Sweet Milk Cake With Liberties Taken:
1/4 c. butter, 1/4 c. shortening
4 egg whites
1 c. sugar
1 c. milk
2 1/4 c. flour
2 1/2 tsp baking powder
3/4 tsp salt
2 tsp vanilla
You pretty much know how this goes: Oven to 375. Stir the flour up with the salt and baking powder. Cream the butter and the sugar. Add the vanilla. Add the flour and the milk alternately to this mixture. Grease a bundt pan. Bake for 40 min or so. The outside of the cake will be dark golden brown and just this side of crusty; the inside will be white and have a moist, tight crumb and be alllmost too sweet, but not quite (glad I skimped on the sugar!). Top with a ring of frosting (I used leftover creamcheese frosting from a can) when cake is still warm so that frosting will drip appealingly down sides of cake. I think any kind of frosting will work nicely.
Anyway, I really liked this cake, and it was really easy to make. I recommend it any time you have some leftover egg whites and a sweet tooth.

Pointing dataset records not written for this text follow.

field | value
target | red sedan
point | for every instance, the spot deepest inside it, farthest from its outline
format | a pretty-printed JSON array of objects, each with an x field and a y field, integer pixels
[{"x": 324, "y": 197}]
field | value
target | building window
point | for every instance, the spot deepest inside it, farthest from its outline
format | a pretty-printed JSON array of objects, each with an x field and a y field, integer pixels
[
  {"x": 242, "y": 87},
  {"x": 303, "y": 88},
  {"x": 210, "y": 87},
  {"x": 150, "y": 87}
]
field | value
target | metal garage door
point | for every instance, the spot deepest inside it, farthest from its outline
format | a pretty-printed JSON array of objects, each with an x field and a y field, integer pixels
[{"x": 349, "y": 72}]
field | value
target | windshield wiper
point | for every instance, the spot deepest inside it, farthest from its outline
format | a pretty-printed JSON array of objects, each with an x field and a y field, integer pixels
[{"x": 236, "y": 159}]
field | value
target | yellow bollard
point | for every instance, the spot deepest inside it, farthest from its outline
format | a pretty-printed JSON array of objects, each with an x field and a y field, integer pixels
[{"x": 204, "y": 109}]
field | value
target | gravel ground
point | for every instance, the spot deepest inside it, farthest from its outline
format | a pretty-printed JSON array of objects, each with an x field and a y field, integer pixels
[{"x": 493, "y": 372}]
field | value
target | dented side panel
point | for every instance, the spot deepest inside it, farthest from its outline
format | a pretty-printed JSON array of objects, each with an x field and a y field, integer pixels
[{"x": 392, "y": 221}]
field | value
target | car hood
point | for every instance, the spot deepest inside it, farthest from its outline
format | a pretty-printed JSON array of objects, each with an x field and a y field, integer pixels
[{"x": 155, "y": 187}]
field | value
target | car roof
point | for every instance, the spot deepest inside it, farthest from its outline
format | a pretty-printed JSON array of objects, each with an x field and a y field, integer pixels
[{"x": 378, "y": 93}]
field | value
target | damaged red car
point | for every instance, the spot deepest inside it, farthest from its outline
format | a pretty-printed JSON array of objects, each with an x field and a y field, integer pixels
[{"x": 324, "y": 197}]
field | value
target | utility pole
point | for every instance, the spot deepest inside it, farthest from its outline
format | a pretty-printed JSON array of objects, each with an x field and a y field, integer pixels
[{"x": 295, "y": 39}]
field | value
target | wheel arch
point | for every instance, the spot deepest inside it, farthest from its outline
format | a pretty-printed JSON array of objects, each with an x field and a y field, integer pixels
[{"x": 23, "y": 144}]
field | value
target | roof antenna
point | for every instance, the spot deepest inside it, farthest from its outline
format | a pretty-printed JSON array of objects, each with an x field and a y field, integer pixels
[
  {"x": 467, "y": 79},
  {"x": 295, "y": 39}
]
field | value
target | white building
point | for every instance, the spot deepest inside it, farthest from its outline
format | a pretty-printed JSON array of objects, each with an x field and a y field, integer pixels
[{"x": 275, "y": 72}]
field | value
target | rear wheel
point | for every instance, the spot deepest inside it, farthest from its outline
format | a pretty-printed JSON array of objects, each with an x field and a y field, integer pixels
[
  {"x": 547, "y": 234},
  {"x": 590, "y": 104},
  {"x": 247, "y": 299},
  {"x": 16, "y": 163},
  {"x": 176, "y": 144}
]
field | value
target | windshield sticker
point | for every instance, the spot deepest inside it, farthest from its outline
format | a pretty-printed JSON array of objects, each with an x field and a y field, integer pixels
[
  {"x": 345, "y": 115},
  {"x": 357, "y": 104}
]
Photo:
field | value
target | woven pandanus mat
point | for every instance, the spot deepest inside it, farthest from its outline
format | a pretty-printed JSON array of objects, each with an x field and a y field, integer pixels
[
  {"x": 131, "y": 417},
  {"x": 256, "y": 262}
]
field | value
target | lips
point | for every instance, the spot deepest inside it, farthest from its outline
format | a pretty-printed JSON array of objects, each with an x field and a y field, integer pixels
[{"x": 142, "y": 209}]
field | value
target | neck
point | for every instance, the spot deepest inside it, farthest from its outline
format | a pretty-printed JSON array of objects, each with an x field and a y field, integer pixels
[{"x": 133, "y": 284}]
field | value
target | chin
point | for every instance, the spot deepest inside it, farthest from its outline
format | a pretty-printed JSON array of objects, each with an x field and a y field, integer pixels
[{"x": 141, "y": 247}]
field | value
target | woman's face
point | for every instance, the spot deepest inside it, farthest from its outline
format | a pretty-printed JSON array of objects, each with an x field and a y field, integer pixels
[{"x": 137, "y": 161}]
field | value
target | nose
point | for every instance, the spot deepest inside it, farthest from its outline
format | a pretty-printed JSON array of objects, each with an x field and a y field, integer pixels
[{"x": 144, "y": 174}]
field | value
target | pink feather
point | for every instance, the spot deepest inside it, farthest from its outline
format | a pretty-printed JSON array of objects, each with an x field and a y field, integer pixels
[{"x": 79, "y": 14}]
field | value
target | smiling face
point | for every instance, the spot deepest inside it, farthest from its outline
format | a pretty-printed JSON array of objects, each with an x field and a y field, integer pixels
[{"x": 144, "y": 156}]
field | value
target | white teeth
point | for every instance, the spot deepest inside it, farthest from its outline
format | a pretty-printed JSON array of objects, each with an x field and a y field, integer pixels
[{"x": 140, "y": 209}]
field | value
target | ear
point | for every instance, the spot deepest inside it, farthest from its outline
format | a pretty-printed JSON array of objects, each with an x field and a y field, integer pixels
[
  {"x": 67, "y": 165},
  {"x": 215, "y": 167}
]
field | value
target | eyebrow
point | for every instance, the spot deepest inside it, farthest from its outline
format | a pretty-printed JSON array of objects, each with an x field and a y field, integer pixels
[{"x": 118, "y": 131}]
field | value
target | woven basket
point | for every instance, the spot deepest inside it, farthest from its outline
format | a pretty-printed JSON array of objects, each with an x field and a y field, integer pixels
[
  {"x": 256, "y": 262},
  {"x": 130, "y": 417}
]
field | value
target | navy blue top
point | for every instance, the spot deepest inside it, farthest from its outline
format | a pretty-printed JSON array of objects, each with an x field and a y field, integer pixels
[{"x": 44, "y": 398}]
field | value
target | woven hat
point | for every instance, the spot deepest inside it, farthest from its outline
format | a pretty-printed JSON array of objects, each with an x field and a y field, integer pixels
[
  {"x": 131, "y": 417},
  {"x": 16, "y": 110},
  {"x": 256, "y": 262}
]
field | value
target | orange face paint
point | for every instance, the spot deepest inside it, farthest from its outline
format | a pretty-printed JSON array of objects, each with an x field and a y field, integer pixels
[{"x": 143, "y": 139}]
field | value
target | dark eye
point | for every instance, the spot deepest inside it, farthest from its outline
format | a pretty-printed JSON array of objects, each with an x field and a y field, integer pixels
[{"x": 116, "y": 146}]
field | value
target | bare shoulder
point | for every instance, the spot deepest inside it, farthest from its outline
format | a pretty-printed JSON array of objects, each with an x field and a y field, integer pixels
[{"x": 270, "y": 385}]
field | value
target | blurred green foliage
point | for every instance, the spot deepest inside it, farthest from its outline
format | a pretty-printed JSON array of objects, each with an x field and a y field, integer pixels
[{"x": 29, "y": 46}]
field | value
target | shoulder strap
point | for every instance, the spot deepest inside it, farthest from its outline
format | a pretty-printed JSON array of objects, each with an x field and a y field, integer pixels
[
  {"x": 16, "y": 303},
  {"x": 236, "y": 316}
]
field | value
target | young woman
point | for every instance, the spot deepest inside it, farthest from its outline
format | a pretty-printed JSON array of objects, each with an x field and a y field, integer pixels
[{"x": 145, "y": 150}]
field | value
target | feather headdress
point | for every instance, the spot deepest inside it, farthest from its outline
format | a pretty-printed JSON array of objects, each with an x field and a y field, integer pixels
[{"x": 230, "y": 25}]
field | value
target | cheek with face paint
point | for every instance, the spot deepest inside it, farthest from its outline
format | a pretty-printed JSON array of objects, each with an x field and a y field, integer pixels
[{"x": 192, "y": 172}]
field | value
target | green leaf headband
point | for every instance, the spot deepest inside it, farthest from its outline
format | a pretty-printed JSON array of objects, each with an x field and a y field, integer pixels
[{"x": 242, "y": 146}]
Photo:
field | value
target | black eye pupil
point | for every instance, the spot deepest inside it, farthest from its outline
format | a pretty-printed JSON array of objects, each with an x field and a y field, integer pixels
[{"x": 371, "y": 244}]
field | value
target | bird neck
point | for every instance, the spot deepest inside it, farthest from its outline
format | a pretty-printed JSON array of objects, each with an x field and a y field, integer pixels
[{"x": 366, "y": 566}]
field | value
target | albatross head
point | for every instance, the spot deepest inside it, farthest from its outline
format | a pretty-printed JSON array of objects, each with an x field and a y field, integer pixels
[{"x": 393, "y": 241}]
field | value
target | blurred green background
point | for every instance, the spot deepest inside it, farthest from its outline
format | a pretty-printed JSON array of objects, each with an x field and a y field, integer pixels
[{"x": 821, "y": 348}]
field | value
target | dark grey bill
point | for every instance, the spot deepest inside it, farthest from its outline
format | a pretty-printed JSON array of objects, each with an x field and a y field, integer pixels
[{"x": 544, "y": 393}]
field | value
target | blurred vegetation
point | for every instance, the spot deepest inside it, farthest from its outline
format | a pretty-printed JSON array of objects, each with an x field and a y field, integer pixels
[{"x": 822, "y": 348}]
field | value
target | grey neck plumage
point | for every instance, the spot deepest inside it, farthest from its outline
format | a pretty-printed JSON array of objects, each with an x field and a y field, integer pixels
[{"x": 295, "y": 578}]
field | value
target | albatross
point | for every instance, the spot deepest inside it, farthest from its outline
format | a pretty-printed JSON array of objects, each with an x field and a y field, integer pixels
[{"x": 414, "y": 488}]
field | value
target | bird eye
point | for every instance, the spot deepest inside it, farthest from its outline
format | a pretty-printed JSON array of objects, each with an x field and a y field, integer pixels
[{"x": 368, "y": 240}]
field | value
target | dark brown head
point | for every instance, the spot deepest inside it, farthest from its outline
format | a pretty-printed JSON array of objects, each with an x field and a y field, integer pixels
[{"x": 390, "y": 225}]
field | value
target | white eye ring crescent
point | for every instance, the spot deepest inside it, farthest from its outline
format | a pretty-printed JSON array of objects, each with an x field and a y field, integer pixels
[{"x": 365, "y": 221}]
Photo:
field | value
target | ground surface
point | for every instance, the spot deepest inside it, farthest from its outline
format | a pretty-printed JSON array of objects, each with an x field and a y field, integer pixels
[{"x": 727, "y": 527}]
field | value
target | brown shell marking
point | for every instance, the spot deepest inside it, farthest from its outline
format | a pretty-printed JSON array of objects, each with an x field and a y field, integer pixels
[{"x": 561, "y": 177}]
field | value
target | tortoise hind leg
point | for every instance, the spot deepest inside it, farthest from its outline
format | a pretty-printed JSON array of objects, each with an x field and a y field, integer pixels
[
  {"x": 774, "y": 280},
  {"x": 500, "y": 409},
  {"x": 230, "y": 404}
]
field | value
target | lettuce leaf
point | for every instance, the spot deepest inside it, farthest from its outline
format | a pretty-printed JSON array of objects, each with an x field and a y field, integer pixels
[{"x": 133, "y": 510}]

I think I will try posting an occasional recipe on here. This wasn’t so hard!
Maria
I actually have a recipe that for green beans with toasted almonds that I love and have kept despite the fact the part of the page caught on FIRE when I made it first time. I just can’t get rid of it though, it’s so tasty when I made it.
Laura
why do you hate pie? all pie wants to do is love you.